There is another reason for using the passive. In English (and other languages) it’s common to structure sentences to include new information close to the end of a sentence. Let’s look at this idea in two active sentences.
Active sentence: I performed a flight last week in a Cessna 172.
So ‘a flight last week in a Cessna 172’ is the new information so we naturally place it towards the end of the sentence. Let’s continue this ‘text’.
Active sentence: It’s a fantastic plane.
Again, ‘a fantastic plane’ gives us new information, the speaker’s opinion about the plane. So we see that because of the tendency to place new information at the end of a sentence, we generally use active sentences. However, we may also need to use the passive to place new information at the end of the sentence.
Let’s imagine our conversation again;
I performed a flight last week in a 172. It’s made by Cessna.
In this situation the desire to position new information at the end of the sentence meant that the passive was necessary in our second sentence (It’s made by Cessna). Placing this new information towards the end of the sentence also puts more of a focus on it.
When we put ‘by Cessna’ at the end of our example sentence we are putting the focus on it.

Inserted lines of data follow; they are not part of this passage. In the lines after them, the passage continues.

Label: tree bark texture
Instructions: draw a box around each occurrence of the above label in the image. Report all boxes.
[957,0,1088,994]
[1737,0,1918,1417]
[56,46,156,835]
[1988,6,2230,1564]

Let’s look at another example.
The log book was removed by John.
Here, we want to focus on the fact that it was ‘removed by John’ so we use the passive to move that information towards the end of the sentence and put the focus on it.
Try to think of some other situations yourself and write some examples. Don’t worry if you don’t alway need to use the passive, focus on the idea of adding new information towards the end of a sentence.